1800. Il dominio britannico sull’Irlanda, presente fin dal XII secolo, viene esteso a tutto il paese nei secoli XVII e XVIII e ulteriormente centralizzato con l’Atto di Unione del 1800 (in base al quale nessun parlamento sedeva più a Dublino).
1870. Emerge un forte movimento nazionale in Irlanda. Il movimento politico nazionale a favore dell'”home rule” riesce a incorporare sia membri dell’aristocrazia anglo-irlandese che contadini che cercano una riforma agraria. Ma la resistenza da parte dei governi conservatori britannici e la forte volontà della popolazione protestante della provincia settentrionale – l’Ulster – di rimanere nell’unione ritarda l’home rule.
1914-18. Inizia una corrente di nazionalismo più radicale.
1919-21. Segue una guerra di guerriglia per l’indipendenza. La popolazione unionista dell’Irlanda del Nord rimane irremovibile sul fatto che nessuna concessione dell’home rule o dell’indipendenza dell’isola debba includerla.
1922. Il trattato anglo-irlandese concede a 26 delle 32 contee d’Irlanda l’indipendenza dal Regno Unito con alcune restrizioni simboliche, come il mantenimento della corona come capo di stato. Le restanti 6 contee nel nord dell’isola rimangono parte del Regno Unito.
1923. I favorevoli e i contrari al trattato combattono una guerra civile per il bottino di governo e alcuni per il mantenimento di legami simbolici con la Gran Bretagna, che finisce con la capitolazione delle forze anti-trattato, che poi formano il partito politico Fianna Fáil nel 1926.
1925. La divisione dell’isola in Eire e Northern Island viene informalmente resa permanente.
1938. Finisce più di un decennio di “guerra economica” politicamente provocata e disastrosa con la Gran Bretagna.
1940. L’Irlanda si dichiara neutrale nella seconda guerra mondiale.
1949. Anche se informalmente una repubblica dal 1937, l’Irlanda viene formalmente dichiarata repubblica.
Anni ’50. L’emigrazione aumenta rapidamente e la povertà rurale diventa diffusa.
Anni ’60. Le politiche economiche incentrate sulle tariffe e rivolte verso l’interno vengono respinte in favore di una politica aperta, ma lo stato gioca ancora un ruolo enorme nell’economia.
Anni ’70. L’alta spesa pubblica aumenta il debito nazionale a livelli insostenibili e scatena un’alta inflazione. Anche la crisi petrolifera del 1979 colpisce duramente il paese.

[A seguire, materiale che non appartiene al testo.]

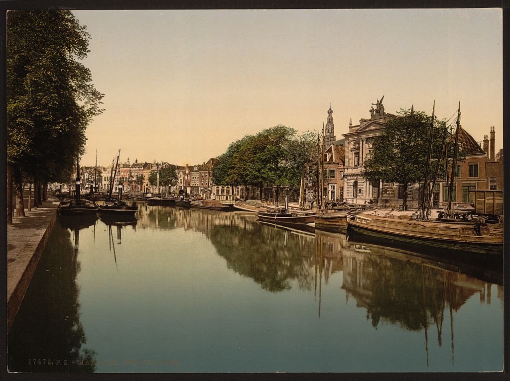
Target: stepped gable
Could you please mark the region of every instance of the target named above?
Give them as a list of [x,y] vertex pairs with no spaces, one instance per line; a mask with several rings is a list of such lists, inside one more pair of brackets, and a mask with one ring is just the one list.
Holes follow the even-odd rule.
[[[483,150],[478,145],[478,144],[470,135],[468,132],[462,127],[458,130],[458,145],[462,147],[463,151],[466,153],[482,153]],[[450,138],[450,142],[455,143],[455,133]]]
[[333,161],[344,164],[345,159],[345,147],[343,146],[332,145],[333,153]]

1973. L’Irlanda entra a far parte della Comunità Economica Europea, insieme alla Gran Bretagna e alla Danimarca.
Anni ’80. Inflazione elevata e livelli di disoccupazione accanto all’imposta sul reddito che superano il 65%.
1987. L’Irlanda approva l’Atto unico europeo, che istituisce il mercato comune europeo. I primi accordi di partenariato sociale degli anni ’80 negoziano un piano per la ripresa economica nazionale.
Anni ’90. Politiche fiscali più severe, politiche economiche favorevoli al commercio e alle imprese e accordi di partenariato sociale, insieme ad altri fattori come i benefici a lungo termine dei trasferimenti comunitari, facilitano un’inversione di tendenza nelle fortune economiche del paese.
1991. I paesi dell’UE firmano il Trattato di Maastricht, che formalizza il piano per l’Unione Monetaria Europea e concorda le regole di base per l’ingresso nell’UEM.
1994-98. Dopo il cessate il fuoco paramilitare in Irlanda del Nord e lunghi negoziati, un processo di pace sfocia in accordi politici tra Gran Bretagna, Irlanda e Irlanda del Nord.
1995-96. L’economia mostra una forte crescita e un significativo aumento delle opportunità di lavoro.
1998. L’Irlanda approva il Trattato di Amsterdam, che estende il coordinamento UE della politica sociale e di sicurezza e l’allargamento.
1999. Viene introdotta l’UEM e la Banca Centrale Europea assume i poteri monetari in Irlanda.